Whether or not arbitrary memoryviews should be implicitly accepted as raw bytes is a different discussion.

3 Likes

I think the only minor controversial part is the optional order argument, since you could argue that iterbytes and getbyte on memoryview should be able to accept that argument as well in order to remain consistent with tobytes.

Adding an optional order argument to these methods on memoryviews sounds reasonable to me. That said, if noone wants to bother implementing it, it can be omitted and the method raise NotImplementedError on multi-dimensional memoryviews.

+1 for including memoryview for the sake of duck-typing (which is the same reason why memoryview.count behaves like list.count).
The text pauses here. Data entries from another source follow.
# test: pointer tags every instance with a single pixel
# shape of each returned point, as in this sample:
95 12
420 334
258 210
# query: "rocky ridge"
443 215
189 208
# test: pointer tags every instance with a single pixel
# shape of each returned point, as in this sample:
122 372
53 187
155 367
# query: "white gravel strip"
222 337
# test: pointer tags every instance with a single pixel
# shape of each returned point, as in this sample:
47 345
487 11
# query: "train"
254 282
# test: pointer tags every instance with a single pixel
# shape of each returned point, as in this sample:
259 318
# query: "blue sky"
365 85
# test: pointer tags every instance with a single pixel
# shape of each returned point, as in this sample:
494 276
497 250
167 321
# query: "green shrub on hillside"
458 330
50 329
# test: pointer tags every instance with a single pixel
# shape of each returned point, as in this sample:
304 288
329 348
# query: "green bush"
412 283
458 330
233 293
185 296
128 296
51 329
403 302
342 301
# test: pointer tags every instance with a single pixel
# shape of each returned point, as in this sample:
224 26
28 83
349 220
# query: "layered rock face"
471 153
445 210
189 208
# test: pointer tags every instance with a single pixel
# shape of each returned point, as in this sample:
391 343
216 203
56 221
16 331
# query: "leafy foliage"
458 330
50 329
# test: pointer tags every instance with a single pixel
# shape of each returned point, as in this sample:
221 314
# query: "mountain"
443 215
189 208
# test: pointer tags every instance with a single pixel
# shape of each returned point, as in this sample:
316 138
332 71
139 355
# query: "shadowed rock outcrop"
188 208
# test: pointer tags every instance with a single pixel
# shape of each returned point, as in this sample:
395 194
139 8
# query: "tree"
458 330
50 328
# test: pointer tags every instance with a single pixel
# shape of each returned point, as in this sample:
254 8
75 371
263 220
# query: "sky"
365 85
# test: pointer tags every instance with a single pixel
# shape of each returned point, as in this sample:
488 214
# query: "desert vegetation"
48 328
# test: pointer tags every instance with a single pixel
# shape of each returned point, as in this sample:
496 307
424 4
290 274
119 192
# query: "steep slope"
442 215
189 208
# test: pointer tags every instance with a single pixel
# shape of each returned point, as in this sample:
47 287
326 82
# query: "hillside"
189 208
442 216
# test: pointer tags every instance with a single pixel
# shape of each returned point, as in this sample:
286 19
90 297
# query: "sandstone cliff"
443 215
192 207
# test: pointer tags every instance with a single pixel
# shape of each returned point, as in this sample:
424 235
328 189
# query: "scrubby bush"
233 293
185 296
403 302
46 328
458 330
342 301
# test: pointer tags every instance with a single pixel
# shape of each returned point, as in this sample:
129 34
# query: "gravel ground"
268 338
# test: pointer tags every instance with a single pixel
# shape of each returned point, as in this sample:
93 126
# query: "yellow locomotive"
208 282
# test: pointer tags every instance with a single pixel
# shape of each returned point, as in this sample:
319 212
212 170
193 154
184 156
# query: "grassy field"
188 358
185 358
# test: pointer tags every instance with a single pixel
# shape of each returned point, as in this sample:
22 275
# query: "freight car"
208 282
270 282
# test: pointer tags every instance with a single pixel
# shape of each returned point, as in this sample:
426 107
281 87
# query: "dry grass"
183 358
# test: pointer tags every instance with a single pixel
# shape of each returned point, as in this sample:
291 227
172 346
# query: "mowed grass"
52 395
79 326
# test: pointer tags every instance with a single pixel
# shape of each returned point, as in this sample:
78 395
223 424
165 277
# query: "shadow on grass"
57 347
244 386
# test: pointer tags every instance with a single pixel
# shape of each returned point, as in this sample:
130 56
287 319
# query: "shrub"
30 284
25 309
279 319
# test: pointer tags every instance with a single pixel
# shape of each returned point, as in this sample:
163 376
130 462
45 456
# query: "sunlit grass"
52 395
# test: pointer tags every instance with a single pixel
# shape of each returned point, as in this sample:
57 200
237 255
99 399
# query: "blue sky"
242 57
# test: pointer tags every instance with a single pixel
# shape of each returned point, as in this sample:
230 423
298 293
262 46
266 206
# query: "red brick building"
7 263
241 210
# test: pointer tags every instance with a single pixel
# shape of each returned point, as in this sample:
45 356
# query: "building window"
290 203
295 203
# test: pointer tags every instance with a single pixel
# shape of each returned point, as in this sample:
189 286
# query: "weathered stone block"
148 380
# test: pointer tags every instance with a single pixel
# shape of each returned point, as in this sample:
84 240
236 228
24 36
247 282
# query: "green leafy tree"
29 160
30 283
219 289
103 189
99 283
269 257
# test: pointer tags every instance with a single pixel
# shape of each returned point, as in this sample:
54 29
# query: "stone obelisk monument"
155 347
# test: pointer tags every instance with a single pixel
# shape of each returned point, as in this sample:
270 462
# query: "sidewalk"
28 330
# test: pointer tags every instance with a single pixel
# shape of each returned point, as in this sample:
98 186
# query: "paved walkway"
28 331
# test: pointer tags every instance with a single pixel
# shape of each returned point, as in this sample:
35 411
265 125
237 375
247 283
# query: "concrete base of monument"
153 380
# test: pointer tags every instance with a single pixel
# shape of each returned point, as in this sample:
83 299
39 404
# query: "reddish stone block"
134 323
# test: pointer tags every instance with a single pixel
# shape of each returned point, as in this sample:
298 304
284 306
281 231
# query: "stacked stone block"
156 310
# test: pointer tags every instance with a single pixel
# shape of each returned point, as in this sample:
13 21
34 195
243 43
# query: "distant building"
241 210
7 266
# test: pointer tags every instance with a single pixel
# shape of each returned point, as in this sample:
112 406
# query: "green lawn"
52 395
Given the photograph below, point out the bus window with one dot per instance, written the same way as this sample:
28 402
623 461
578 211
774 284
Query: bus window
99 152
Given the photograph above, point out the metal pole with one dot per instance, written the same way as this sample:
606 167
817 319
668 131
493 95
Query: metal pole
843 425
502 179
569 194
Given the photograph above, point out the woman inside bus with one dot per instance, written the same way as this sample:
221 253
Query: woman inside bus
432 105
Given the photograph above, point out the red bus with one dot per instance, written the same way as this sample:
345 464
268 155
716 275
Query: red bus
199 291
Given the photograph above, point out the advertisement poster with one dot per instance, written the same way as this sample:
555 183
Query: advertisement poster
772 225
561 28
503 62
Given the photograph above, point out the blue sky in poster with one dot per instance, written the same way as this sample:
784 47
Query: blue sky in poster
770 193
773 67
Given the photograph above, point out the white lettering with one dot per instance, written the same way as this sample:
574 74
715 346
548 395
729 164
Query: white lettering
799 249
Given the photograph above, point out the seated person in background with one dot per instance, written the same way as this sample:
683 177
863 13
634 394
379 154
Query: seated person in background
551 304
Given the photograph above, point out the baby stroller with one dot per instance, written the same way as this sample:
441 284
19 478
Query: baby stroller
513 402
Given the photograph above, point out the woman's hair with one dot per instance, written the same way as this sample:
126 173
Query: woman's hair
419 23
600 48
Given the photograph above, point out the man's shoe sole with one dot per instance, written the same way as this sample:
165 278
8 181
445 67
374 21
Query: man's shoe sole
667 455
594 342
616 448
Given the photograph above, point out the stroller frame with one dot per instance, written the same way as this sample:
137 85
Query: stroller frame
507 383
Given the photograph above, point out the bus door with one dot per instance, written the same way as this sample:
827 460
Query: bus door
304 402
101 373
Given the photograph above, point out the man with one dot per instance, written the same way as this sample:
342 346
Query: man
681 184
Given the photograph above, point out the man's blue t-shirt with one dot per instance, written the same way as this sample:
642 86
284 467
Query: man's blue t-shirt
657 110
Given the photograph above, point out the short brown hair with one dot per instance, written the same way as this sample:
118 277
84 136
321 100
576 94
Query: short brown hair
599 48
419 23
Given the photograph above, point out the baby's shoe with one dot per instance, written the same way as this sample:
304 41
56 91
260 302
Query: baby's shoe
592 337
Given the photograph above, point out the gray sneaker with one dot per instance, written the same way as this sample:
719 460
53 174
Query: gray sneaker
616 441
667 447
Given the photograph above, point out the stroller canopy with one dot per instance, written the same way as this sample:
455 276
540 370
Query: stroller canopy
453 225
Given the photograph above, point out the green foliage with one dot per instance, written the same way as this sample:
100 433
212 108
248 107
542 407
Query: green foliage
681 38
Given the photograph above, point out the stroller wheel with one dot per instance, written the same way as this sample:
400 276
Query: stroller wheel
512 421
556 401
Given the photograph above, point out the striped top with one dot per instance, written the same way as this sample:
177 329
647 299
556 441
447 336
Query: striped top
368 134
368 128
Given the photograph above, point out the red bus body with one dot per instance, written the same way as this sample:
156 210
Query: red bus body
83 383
As Antoine says, these are explicitly invoked methods.

Along those lines, if an order argument is added, it had better be added everywhere or else the duck-typing doesn’t work. Raising an error if the provided argument (presumably non-zero) doesn’t make sense for the value is a standard ValueError.


[Edit] Actually, I changed my mind. -1 on including memoryview, but still for the sake of duck-typing.

The point of duck-typing is to let the caller choose the type of the argument, not the callee. Passing a memoryview is a clear decision by the caller that their intention is to pass a list of a specific type - they have their own mechanism to pass a sequence of bytes if that’s what they intended. Just as the callee can do a type check for a memoryview and treat it specially.

1 Like

iterbytes and getbyte are not related to int.tobytes, and don’t need to support the same parameters.

That’s not the workflow I’m trying to support. When memoryview is used with files containing a mixture of ascii-encoded text along with binary chunks (such as .dbf and .pdf), you have the same issues as when using a bytearray:

record_data_type = mv[offset_to_data_type]  # want a 'C', get a 67

I am talking about memoryview.tobytes not int.to_bytes. Where order determines the walk-order of the dimensions in multidimensional views, this order has nothing to do with endianness, which is what byteorder on int.to_bytes is for.